Question and Answer. Looking and Loving. Giving and Following.
We, human beings ask questions for many reasons: to know more about something, to satisfy our curiosity on certain matters, or to clarify the points shared or given by somebody. When we ask, we expect answers to be given to us by those we have asked those questions to. At times answers are given directly and immediately. There are certain occasions also wherein the one we asked takes time to give us the answers/responses to our questions. Yet when we ask, we also wait for the answer. Nowadays these questions may arise from many of us: When will this pandemic end? What will happen to our future? Where will I get resources for my family? Will I be able to graduate? Will I be able to find a stable work or stay longer in my present work? Is he/she the one for me? How can I live without you? What direction will I take in life? And many more… Reflecting on these questions, we say to ourselves, “I need answers to these questions,” but when?

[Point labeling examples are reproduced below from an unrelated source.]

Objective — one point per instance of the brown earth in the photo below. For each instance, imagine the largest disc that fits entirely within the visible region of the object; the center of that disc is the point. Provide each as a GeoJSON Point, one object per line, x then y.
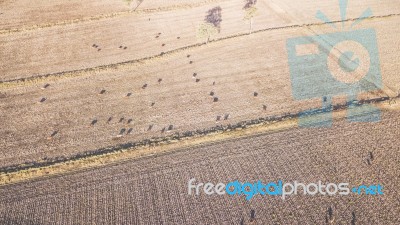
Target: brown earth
{"type": "Point", "coordinates": [153, 190]}
{"type": "Point", "coordinates": [60, 97]}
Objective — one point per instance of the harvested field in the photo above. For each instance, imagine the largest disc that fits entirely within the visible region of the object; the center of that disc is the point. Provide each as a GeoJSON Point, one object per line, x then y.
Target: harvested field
{"type": "Point", "coordinates": [153, 190]}
{"type": "Point", "coordinates": [108, 108]}
{"type": "Point", "coordinates": [73, 103]}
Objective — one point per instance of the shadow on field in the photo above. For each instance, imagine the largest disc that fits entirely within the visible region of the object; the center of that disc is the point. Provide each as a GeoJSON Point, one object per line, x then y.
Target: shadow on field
{"type": "Point", "coordinates": [17, 221]}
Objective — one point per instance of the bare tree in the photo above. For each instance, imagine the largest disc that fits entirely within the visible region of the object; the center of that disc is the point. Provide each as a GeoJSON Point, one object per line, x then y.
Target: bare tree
{"type": "Point", "coordinates": [211, 24]}
{"type": "Point", "coordinates": [250, 11]}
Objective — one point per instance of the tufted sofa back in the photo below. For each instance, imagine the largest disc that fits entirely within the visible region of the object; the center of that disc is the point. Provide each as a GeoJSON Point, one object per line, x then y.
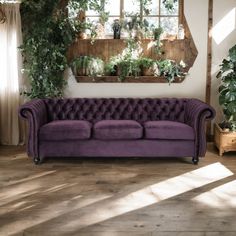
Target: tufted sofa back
{"type": "Point", "coordinates": [96, 109]}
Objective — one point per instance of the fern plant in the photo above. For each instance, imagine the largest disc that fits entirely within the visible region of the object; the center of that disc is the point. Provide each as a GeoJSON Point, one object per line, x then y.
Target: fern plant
{"type": "Point", "coordinates": [227, 89]}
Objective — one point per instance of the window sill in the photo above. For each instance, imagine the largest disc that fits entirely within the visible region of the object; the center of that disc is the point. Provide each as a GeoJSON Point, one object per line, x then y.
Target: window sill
{"type": "Point", "coordinates": [129, 79]}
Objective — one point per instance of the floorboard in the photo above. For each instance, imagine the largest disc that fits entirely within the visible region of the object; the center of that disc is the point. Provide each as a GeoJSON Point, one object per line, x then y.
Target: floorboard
{"type": "Point", "coordinates": [117, 196]}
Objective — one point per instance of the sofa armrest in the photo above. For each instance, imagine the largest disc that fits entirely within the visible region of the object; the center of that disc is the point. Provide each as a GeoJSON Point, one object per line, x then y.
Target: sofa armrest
{"type": "Point", "coordinates": [196, 114]}
{"type": "Point", "coordinates": [36, 114]}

Today’s Gospel taken from Mark 10:17-30 is full of questions too. We are presented with these following characters: Jesus and His disciples, a rich young man, and lastly, Peter who said something towards the end. The rich young man started the discourse by asking a question: “Good teacher, what must I do to inherit eternal life?” This question of the rich young man was answered by Jesus, reminding him of the Commandments: “You shall not kill; you shall not commit adultery; you shall not steal; you shall not bear false witness; you shall not defraud; honor your father and your mother.” The Lord immediately and directly answered the rich young man’s question, yet He wanted more when he said, “Teacher, all of these I have observed from my youth.” With this statement, the Lord Jesus, looked at him, loved him and said to him, “You are lacking in one thing. Go, sell what you have, and give to the poor and you will have treasure in heaven; then come, follow me.” Despite the questioning and the response of the rich young man, Jesus looked at him and loved him. The man was challenged by the Lord to go beyond what he was doing by leaving behind those that kept him distant from God and his fellow men and women, what he had, what he possessed. Later in the Gospel, Peter asked Jesus a question after the discourse on the difficulty in entering the kingdom of God for those who had many possessions by saying, “Then who can be saved?” Another question was given to Jesus which He directly answered to by saying, “For human beings it is impossible, but not for God. All things are possible for God.”
Question and answer. Looking and loving. Giving and Following. These are the action words that we can take away from today’s Gospel. It shows a certain relationship between the characters: Jesus and the rich young man, and the rest of the disciples with Peter. In life we may have lots of questions that need answers. Yet in many occasions, these answers can come indirectly through an event, a person, through something that we have read. The Lord continues to speak to us, and answers our questions in many different ways. Once there was a young man who said these in his prayer, “Lord, where are you in the most difficult moments of my life?” After his prayer moment, he went out from his house and looked at the beautiful view of the sunrise, the sound of the birds, and the inviting smell of the food cooked by his mom. Then he realized, “God is here with me all along, through the beauty that I see around, the reality that I am alive, and that I can enjoy what life offers me every day.” He ended by saying a prayer of thanks to God.
Looking and loving. Giving and following. In our life’s journey, we encounter many unfortunate events that happen either to us or to others. We are invited to go back at those moments in our life where we feel loved and supported by our family, friends, and by God Himself. For us priests and religious, we start each day with moments of silent prayer or meditation. It is in those precious moments where we recall how the Lord had been good to us, how He has forgiven us despite our sinfulness, and how He loves us. As Jesus looked at and loved the rich young man, He too looks at us today, and loves us. But it will not end there, He will give Himself to us especially in Holy Communion. His look and love, is put into action by the giving of Himself to us. When the priest later on utters the words of the Lord during the Last Supper, “Take this all of you and eat of it…Take this all of you and drink from it…which will be given up for you.” What happened to Jesus and the rich young man, takes place once again here in the Eucharist. Before we end the Mass, we are all told to “go in peace” or “go and announce the Gospel of the Lord” or “go in peace glorifying the Lord by your lives.” These are words that tell us to follow Jesus and bring Him to our families, to our communities, to our work places, to our society, to wherever we go. We are to look at our brothers and sisters, and love them as Jesus did. We give of ourselves to them in charity and service. The greatest compliment that we can hear as Catholic Christians, as followers of the Lord should be, “nakita nako ang Ginoo diha nimo” (I see God in you).
Question and answer. Looking and loving. Giving and following. Brothers and sisters, as we celebrate this Holy Mass, we may still have many questions that need answers, yet we trust that in His time, these will be given answers in many ways. Let us be aware of His loving presence in us, for all things are possible for God.”